“You didn’t take the full course?”
He shakes his head again. “Too expensive.”
“Your foster parents couldn’t afford it?”
His shrug is full of nonchalance. “I never asked.”
“And they never wondered or questioned why you didn’t learn to drive?” I know I sound incredulous, but learning to drive feels like a rite of passage. Especially in Montana. I could maybe understand it if he’d grown up in a big city like New York. But out here, a car is essential.
“No.” His answer is so vague that I know he’s using half-truths to avoid being fully honest with me.
“Are you close with your foster parents?”
“No,” he scoffs.
“You lived with them for years, though,” I say.
“No.” His focus is entirely on his plate, and his lack of attention on me is starting to piss me off.
“Did they have a problem with you being gay?” I ask, hoping that’s not the reason he’s not close with the people who raised him.
Sighing, he lowers his silverware to his plate, then lifts his expressive eyes to look at me. “I was in foster care from a week old until I was eighteen.
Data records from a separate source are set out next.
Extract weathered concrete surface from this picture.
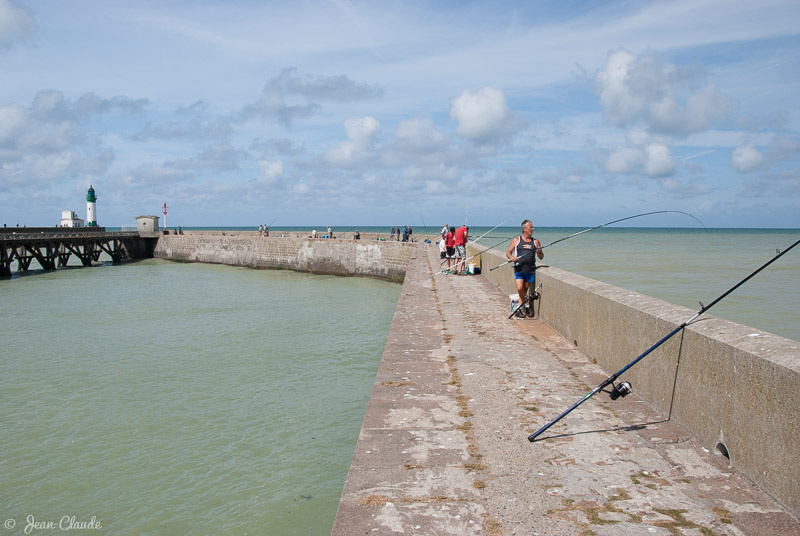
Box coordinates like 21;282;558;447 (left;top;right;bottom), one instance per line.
472;246;800;516
333;247;800;536
153;231;416;281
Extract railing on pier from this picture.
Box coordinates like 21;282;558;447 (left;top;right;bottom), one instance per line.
0;227;140;277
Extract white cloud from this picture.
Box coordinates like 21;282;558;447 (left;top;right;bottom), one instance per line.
595;49;731;135
731;142;764;173
450;86;519;141
258;160;283;186
605;129;676;177
644;143;675;177
605;147;643;173
324;117;381;167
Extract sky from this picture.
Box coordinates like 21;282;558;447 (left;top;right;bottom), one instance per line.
0;0;800;229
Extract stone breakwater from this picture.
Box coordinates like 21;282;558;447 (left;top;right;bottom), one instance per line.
153;232;416;282
333;247;800;536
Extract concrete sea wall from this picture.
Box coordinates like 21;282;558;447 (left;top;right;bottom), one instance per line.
153;232;415;281
468;244;800;515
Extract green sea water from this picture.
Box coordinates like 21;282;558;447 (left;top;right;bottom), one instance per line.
0;259;400;535
470;227;800;341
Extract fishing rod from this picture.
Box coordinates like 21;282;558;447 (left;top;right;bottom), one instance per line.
528;240;800;443
431;216;513;277
489;210;708;272
419;214;430;245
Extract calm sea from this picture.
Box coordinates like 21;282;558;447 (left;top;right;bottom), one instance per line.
0;226;800;535
470;226;800;341
0;260;400;535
I lived with so many families I’ve lost count. I doubt any of them would even remember me.”
Stunned, I blink at him. “What?”
Shrugging, he picks up his fork and stabs a piece of lettuce, bringing it to his mouth. “It’s not uncommon for kids to move around in the system. I don’t need your sympathy.”
“I know that. I just…how did that happen? Why were you never adopted?”
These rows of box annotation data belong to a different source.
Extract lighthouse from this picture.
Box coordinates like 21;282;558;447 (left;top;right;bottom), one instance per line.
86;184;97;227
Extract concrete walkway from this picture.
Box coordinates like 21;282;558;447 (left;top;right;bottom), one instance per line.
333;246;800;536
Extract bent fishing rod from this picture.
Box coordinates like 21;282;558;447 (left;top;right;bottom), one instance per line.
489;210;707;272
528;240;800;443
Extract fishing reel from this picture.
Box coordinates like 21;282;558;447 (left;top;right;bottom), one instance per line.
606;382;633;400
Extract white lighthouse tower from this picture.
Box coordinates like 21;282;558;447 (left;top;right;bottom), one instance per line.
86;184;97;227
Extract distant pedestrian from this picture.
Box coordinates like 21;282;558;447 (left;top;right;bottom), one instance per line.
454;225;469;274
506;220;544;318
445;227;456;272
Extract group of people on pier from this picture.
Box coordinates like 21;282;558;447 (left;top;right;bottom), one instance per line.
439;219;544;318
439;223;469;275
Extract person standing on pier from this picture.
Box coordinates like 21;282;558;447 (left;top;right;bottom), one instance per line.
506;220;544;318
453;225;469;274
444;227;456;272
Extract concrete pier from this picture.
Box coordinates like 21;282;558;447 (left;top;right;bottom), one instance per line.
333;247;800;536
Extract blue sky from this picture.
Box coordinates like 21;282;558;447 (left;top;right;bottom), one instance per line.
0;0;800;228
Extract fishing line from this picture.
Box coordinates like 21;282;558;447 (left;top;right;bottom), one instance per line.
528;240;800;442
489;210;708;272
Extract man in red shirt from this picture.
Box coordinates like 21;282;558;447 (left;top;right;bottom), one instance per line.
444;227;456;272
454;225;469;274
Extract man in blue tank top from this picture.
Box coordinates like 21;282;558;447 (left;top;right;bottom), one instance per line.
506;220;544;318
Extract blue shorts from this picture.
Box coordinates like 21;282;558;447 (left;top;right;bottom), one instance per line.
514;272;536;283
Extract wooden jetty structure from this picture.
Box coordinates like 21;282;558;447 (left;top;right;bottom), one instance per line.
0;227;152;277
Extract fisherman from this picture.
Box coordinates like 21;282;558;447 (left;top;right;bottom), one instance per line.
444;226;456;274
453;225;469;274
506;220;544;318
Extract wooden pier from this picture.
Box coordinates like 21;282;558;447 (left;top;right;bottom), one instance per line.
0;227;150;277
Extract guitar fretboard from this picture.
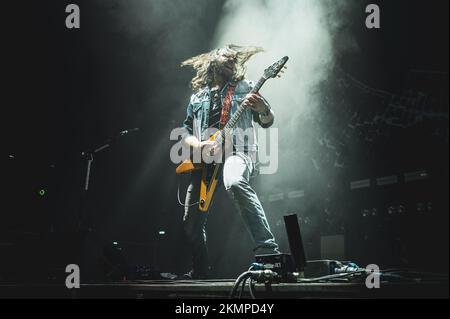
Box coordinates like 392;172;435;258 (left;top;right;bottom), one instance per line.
218;77;267;143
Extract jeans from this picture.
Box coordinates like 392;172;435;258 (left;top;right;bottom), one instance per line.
183;153;279;275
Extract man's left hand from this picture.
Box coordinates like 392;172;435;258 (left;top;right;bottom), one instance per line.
243;93;268;114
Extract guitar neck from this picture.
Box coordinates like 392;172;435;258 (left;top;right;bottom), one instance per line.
220;77;267;138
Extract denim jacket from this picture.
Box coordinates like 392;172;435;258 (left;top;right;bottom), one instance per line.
183;80;273;151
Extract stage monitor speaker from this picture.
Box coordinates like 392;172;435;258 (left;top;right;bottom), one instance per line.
284;214;306;273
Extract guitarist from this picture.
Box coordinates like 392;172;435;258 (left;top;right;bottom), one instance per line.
181;45;279;279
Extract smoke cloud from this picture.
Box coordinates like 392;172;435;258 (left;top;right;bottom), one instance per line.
214;0;355;189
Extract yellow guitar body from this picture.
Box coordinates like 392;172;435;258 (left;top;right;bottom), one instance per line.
176;131;220;213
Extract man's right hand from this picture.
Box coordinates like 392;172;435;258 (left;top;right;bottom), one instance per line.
198;140;220;156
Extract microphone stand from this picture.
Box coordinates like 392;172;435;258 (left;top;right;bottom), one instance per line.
77;127;139;232
75;128;139;280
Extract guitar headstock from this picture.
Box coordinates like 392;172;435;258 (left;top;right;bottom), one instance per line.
264;56;289;80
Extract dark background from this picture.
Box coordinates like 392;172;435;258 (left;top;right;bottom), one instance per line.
0;0;448;278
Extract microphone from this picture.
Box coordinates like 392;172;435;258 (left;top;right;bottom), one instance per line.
119;127;139;136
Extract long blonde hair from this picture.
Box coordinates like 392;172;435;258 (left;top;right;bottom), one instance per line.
181;44;264;91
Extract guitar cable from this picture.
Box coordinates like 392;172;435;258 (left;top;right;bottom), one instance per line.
177;180;200;208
“Lots of foster kids never get adopted,” he says flippantly.
“But you were a baby?”
He shrugs again. “My bio mom’s parental rights were never severed, so I couldn’t get adopted, not that any of the families I stayed with tried to keep me.”
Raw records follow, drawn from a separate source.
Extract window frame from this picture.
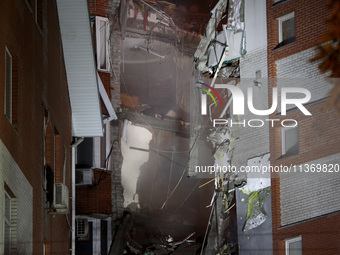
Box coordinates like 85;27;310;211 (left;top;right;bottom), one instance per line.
4;190;12;254
34;0;43;31
95;16;111;72
277;12;295;44
285;236;302;255
4;47;13;123
281;126;299;155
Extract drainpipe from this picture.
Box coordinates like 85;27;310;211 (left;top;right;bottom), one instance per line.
71;137;84;255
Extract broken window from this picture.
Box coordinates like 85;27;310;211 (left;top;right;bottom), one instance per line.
286;236;302;255
96;17;110;71
275;12;295;48
282;127;299;156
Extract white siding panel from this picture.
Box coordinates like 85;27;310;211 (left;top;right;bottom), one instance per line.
57;0;103;137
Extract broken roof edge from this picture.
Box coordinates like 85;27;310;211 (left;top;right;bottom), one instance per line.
57;0;103;137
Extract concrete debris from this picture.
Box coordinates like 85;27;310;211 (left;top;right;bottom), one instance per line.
243;187;270;232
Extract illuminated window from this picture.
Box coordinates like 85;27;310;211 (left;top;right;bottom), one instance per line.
276;12;295;48
96;17;110;71
5;48;13;123
3;184;17;255
35;0;43;29
286;236;302;255
282;127;299;156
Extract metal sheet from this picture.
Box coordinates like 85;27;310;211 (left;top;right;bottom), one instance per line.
57;0;103;137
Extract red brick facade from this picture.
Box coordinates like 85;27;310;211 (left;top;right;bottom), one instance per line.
267;0;340;255
0;0;72;254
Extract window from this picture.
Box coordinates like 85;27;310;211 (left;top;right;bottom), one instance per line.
276;12;295;48
35;0;43;29
25;0;33;12
4;184;17;255
5;192;11;254
5;48;13;123
4;47;18;128
96;17;110;71
282;127;299;156
286;236;302;255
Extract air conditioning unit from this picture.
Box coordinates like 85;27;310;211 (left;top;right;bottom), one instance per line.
76;218;89;240
76;169;93;186
53;183;69;214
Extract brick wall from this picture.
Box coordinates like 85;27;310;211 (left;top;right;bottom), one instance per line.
267;0;340;254
0;140;33;254
76;170;112;215
231;47;269;172
0;0;72;254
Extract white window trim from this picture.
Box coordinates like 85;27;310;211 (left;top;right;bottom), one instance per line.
277;12;295;43
4;47;13;123
281;126;299;155
96;16;110;72
285;236;302;255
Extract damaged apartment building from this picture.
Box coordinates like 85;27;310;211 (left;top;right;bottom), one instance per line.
0;0;340;255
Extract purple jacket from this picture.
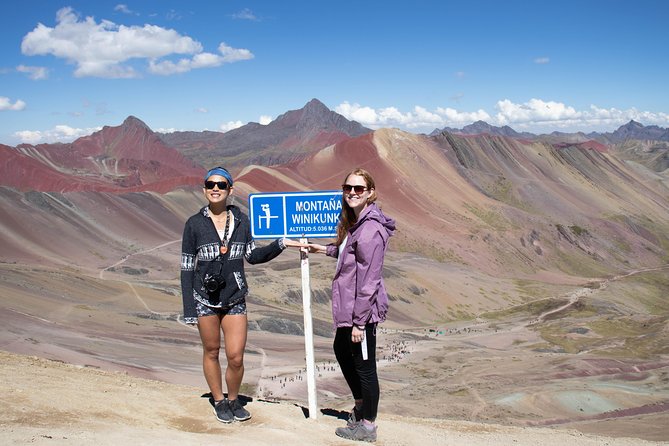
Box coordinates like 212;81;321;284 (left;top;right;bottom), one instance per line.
327;203;395;327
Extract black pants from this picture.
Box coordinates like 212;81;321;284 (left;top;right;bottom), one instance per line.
333;324;379;421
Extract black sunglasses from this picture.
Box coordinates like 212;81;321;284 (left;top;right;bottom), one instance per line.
204;181;228;190
341;184;367;194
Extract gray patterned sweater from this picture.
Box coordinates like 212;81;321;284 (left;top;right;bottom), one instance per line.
181;205;285;324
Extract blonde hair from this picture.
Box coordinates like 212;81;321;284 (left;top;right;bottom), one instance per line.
336;168;377;246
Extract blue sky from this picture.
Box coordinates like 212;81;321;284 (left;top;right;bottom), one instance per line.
0;0;669;146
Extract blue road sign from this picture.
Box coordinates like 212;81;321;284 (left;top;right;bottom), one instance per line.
249;190;342;238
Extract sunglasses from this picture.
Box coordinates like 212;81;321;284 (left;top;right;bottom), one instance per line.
341;184;368;194
204;181;228;190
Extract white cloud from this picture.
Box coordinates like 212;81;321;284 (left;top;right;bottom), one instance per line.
114;3;138;15
232;8;258;21
220;121;244;132
16;65;49;81
14;125;101;144
0;96;26;111
21;7;254;78
335;98;669;133
149;42;254;76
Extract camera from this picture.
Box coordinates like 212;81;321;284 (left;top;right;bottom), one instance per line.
202;256;225;293
202;274;225;293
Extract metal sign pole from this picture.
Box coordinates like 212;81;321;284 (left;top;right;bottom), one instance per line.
300;238;318;420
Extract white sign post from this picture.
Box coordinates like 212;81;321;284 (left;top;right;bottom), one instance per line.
300;238;318;420
249;191;342;420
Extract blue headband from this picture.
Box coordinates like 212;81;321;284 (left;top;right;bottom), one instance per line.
204;167;232;186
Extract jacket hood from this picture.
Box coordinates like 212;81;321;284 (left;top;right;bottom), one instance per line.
351;203;395;237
“Were you born in Montana?” I ask, trying to wrap my head around what I’ve learned about him so far.
“No, I was born in Nevada.”
“Then how did you end up here?”
“Montana State offered me a scholarship.”
“So, who brought you to school?”
“Greyhound.”
“You came to college alone?” I know I must sound like an idiot, but my stomach actually hurts at the idea that this boy.Myboy moved across the country on his own. That no one settled him into his dorm room and hugged him goodbye.
“I’d been living alone for a while then, so it was no big deal.”
“Living alone where?” I growl.
“At a youth shelter.”
“You were homeless?” I yell, hating the way he flinches.
“No.” His tone is curt. “I lived in a shelter for teens.”